Abstracts

Benchmarking the Stack Trace Analysis Tool for BlueGene/L

Gregory L. Lee1, Dong H. Ahn1, Dorian C. Arnold2, Bronis R. de Supinski1, Barton P. Miller2, Martin Schulz1

1Lawrence Livermore National Laboratory
2University of Wisconsin, Madison

We present STATBench, an emulator of a scalable, lightweight, and effective tool to help debug extreme-scale parallel applications, the Stack Trace Analysis Tool (STAT). STAT periodically samples stack traces from application processes and organizes the samples into a call graph prefix tree that depicts process equivalence classes based on trace similarities. We have developed STATBench which only requires limited resources and yet allows us to evaluate the feasibility of and identify potential roadblocks to deploying STAT on entire large scale systems like the 131,072 processor BlueGene/L (BG/L) at Lawrence Livermore National Laboratory.

In this paper, we describe the implementation of STATBench and show how our design strategy is generally useful for emulating tool scaling behavior. We validate STATBench's emulation of STAT by comparing execution results from STATBench with previously collected data from STAT on the same platform. We then use STATBench to emulate STAT on configurations up to the full BG/L system size - at this scale, STATBench predicts latencies below three seconds.

Scalable, Automated Performance Analysis with TAU and PerfExplorer

Kevin A. Huck, Allen D. Malony

University of Oregon

Scalable performance analysis is a challenge for parallel development tools. The potential size of data sets and the need to compare results from multiple experiments presents a challenge to manage and process the information, and to characterize the performance of parallel applications running on potentially hundreds of thousands of processor cores. In addition, many exploratory analysis processes represent potentially repeatable processes which can and should be automated. In this paper, we will discuss the current version of PerfExplorer, a performance analysis framework which provides dimension reduction, clustering and correlation analysis of individual trails of large dimensions, and can perform relative performance analysis between multiple application executions. PerfExplorer analysis processes can be captured in the form of Python scripts, automating what would otherwise be time-consuming tasks. We will give examples of large-scale analysis results, and discuss the future development of the framework, including the encoding and processing of expert performance rules, and the increasing use of performance metadata.
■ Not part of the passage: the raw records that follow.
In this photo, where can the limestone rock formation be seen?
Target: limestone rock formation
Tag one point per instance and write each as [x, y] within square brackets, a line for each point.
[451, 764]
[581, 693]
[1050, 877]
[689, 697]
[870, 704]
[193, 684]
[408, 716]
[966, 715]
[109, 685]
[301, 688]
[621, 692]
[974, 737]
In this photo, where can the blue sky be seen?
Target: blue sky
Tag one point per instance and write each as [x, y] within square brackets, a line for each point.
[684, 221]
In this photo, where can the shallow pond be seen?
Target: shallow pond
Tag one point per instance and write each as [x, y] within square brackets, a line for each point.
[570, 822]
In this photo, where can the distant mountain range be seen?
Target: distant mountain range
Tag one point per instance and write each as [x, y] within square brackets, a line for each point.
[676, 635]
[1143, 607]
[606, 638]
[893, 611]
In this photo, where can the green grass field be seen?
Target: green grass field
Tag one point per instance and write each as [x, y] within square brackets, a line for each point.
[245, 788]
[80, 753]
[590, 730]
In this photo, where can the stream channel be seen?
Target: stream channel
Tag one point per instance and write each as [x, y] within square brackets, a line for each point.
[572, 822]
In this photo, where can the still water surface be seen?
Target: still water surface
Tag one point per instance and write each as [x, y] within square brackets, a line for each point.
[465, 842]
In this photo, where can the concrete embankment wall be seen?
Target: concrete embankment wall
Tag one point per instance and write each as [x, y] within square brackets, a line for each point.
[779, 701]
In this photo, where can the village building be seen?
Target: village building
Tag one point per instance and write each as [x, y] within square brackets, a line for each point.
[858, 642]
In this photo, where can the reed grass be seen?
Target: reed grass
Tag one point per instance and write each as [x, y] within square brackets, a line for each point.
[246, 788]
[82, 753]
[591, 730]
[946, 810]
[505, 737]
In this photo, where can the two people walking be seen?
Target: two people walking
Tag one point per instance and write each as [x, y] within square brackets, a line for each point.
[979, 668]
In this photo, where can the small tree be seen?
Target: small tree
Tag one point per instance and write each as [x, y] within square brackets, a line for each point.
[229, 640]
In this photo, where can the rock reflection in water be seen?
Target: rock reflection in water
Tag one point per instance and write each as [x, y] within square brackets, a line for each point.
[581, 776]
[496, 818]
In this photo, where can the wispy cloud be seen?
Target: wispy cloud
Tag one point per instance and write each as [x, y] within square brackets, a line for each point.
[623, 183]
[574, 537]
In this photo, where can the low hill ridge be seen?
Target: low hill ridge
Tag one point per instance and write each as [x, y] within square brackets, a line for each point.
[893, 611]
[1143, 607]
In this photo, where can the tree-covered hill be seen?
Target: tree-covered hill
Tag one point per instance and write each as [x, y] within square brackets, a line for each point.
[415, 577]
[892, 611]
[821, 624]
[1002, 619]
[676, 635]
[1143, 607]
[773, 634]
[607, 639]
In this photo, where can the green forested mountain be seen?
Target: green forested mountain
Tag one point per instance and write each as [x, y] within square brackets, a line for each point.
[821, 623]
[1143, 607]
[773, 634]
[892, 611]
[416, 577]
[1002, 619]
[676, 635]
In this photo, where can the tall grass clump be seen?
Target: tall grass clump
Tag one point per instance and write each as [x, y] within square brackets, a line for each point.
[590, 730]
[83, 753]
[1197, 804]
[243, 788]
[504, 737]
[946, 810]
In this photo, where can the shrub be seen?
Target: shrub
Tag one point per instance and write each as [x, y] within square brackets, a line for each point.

Developing Scalable Applications with Vampir

Matthias Müller, Holger Brunst, Matthias Jurenz, Andreas Knüpfer, Wolfgang E. Nagel

Technische Universität Dresden

With petaflop systems consisting of hundreds of thousands of processors at the high end and multicore CPUs entering the market at the low end application developers face the challenge to exploit this vast range of parallelism by writing scalable applications. Any applied tool has to provide the same scalability. Since many performance problems and limitations are only reveilled at high processors counts this is especially true for performance analysis tools. At ZIH the tool Vampir for the analysis of large trace file was developed. We perform some scalability studies with large trace files containing events from many thousand processors on one hand. The usability for real applications is analyzed with data collected with real applications, e.g. the thirteen applications contained in the SPEC MPI benchmark suite.

The analysis covers all phases of performance analysis: instrumenting the application, collecting the performance data, and finally viewing and analyzing the data. Examined aspects include instrumenting effort, monitoring overhead, trace file sizes, load time and response time during analysis.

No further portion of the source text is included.